If you’ve ever taken a long drive out to the country or a state park, you know what it’s like to transition from driving on the pavement to driving on a dirt road. It’s a completely different experience and should be treated as such. You can’t expect to drive on a dirt road the same way you’re used to. It’s not just the surface of the road that makes it different, either.
Typically, dirt roads are found in rural areas and wooded areas. I’m sure you know what that means – you also have to watch out for wildlife and other vehicles such as slower moving tractors or off-road 4-wheelers that seemingly come out of nowhere.
If you want to become better at driving off the beaten path instead of heading straight to these OC car accident lawyers, here are some dirt road driving tips to keep in mind before your adventure.
1. Stay Alert
Always assume there’s going to be something around every corner. Be on high alert for other vehicles, animals, a downed tree, and major holes or bumps in the road. Always drive slow and be prepared to stop at any time.
2. Eyes Forward
Look as far ahead as you can to avoid something sneaking up on you. Just because there isn’t as much traffic doesn’t mean you should take your eyes off the road.
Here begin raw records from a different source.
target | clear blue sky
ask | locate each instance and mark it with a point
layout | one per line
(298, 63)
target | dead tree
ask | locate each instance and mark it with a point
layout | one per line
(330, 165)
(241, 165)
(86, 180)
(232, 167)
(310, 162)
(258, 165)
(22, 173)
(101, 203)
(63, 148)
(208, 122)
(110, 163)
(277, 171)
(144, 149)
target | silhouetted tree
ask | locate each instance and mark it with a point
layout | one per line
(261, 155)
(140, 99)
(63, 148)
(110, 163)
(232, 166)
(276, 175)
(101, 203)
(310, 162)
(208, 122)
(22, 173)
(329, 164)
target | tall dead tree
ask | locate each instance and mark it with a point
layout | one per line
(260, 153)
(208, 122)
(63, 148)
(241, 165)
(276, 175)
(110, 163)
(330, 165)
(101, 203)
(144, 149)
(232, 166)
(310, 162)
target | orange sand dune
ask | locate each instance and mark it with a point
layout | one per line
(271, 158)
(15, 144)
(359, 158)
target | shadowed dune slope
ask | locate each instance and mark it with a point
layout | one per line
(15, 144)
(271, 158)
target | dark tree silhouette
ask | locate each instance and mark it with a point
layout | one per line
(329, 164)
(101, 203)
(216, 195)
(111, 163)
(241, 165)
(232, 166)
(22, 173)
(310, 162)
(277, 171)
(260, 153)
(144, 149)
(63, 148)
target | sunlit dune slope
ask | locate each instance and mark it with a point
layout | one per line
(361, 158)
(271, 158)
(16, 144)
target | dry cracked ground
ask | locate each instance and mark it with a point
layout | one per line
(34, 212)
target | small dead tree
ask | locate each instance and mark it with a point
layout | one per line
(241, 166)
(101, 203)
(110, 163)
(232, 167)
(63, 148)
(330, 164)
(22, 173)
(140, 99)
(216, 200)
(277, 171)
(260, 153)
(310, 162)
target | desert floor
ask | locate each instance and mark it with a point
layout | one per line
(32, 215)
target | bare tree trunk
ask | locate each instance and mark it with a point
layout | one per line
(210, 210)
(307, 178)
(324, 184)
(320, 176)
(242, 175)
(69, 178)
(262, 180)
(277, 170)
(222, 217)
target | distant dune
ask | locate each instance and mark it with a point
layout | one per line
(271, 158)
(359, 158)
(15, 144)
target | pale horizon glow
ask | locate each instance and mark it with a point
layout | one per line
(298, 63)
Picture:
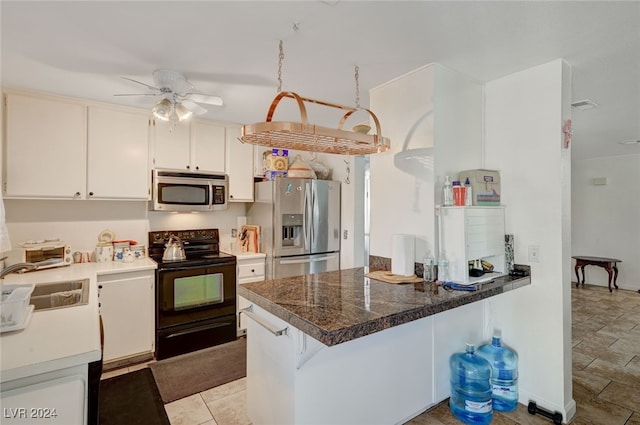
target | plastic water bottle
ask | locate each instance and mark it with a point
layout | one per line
(470, 399)
(443, 270)
(447, 192)
(468, 196)
(504, 373)
(429, 269)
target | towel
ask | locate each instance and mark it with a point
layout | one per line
(59, 299)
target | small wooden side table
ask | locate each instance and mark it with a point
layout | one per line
(609, 264)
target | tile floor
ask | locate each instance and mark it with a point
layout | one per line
(606, 372)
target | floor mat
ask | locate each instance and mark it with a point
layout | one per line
(191, 373)
(130, 399)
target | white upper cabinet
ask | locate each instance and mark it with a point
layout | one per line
(208, 146)
(195, 146)
(118, 154)
(68, 149)
(46, 143)
(171, 145)
(239, 167)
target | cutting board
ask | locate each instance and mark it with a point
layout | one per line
(389, 277)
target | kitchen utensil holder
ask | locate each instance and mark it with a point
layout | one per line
(309, 137)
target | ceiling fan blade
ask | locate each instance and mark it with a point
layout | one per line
(140, 82)
(194, 107)
(136, 94)
(204, 98)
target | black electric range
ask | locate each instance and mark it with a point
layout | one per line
(195, 297)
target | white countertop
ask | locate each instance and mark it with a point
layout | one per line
(63, 337)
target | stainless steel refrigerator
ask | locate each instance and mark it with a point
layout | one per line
(300, 225)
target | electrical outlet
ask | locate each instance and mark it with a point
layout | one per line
(534, 254)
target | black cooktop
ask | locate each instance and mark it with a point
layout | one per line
(201, 246)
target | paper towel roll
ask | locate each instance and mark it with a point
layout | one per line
(403, 254)
(241, 221)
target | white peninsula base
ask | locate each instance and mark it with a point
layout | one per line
(387, 377)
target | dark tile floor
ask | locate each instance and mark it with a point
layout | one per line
(606, 363)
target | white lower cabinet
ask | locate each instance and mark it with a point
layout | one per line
(127, 308)
(452, 329)
(382, 378)
(57, 398)
(250, 268)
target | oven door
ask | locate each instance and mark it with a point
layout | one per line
(192, 294)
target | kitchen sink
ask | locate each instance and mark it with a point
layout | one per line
(46, 296)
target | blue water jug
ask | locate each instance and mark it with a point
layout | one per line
(470, 399)
(504, 373)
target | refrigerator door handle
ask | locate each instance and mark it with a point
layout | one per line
(306, 225)
(308, 260)
(313, 225)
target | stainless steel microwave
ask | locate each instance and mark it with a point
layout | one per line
(175, 190)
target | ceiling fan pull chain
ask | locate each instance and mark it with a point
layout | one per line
(280, 59)
(357, 75)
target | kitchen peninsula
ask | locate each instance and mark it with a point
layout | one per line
(339, 347)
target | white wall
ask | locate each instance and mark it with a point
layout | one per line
(524, 116)
(605, 217)
(432, 112)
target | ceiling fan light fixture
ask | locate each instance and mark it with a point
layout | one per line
(163, 110)
(182, 112)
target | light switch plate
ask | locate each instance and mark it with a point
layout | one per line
(534, 254)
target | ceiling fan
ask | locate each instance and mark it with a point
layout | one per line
(177, 96)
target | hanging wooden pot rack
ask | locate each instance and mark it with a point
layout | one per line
(313, 138)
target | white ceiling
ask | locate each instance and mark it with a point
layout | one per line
(230, 49)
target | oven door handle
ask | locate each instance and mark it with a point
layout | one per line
(262, 322)
(201, 266)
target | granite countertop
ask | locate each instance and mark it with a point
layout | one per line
(336, 307)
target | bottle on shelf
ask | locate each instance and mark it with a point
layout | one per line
(429, 269)
(447, 192)
(443, 270)
(504, 376)
(468, 196)
(471, 392)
Stay focused and watch out for surprise dangers ahead.
3. Take it Slow and Easy
Drive slowly so you don’t end up slamming on the brakes or swerving to avoid hitting something. If you’ve ever had your tires skid on a dirt road, you know you lose all control over your vehicle. It’s better to take it slow and avoid that scenario altogether before you need to find a quality lawyer representing auto accident victims. Plus, you can enjoy the scenery better.
4. Don’t Slam on the Brakes
Just like slamming your brakes on snow or ice, hitting the brakes hard on a dirt or gravel road is a recipe for disaster. You’ll likely end up sliding, losing control, and you may even drive into a ditch or hit a tree. Take it slow, stay alert, and slowly press the brakes if you see something you need to avoid hitting.
5. Never Follow Other Vehicles Too Closely
There is often a path of dust or debris left behind by vehicles traveling down dirt roads. This will make it more difficult to see when a car is slowing down or stopping, as well as obstructions in the road. Leave plenty of space between you and other vehicles to be courteous and safe for everyone.
6. Approach Puddles with Care
You never know exactly how deep a hole is in the road if it’s covered with water. Some potholes could be deep enough to cause you to pop a tire. If you’re ever unsure how deep a water crossing is, it’s best to either slowly go around it when it’s safe to do so, or get out and check the depth with a measuring device.
7. Double-Check Your Vehicle
Check your vehicle once you get back on the paved road. Dirt and gravel have the potential to wreak havoc on a vehicle, so it’s best to check your tires for rocks and look underneath for tree branches or other objects that might be stuck. Of course, make sure you get to a safe area first before you pull over, like a gas station or parking lot.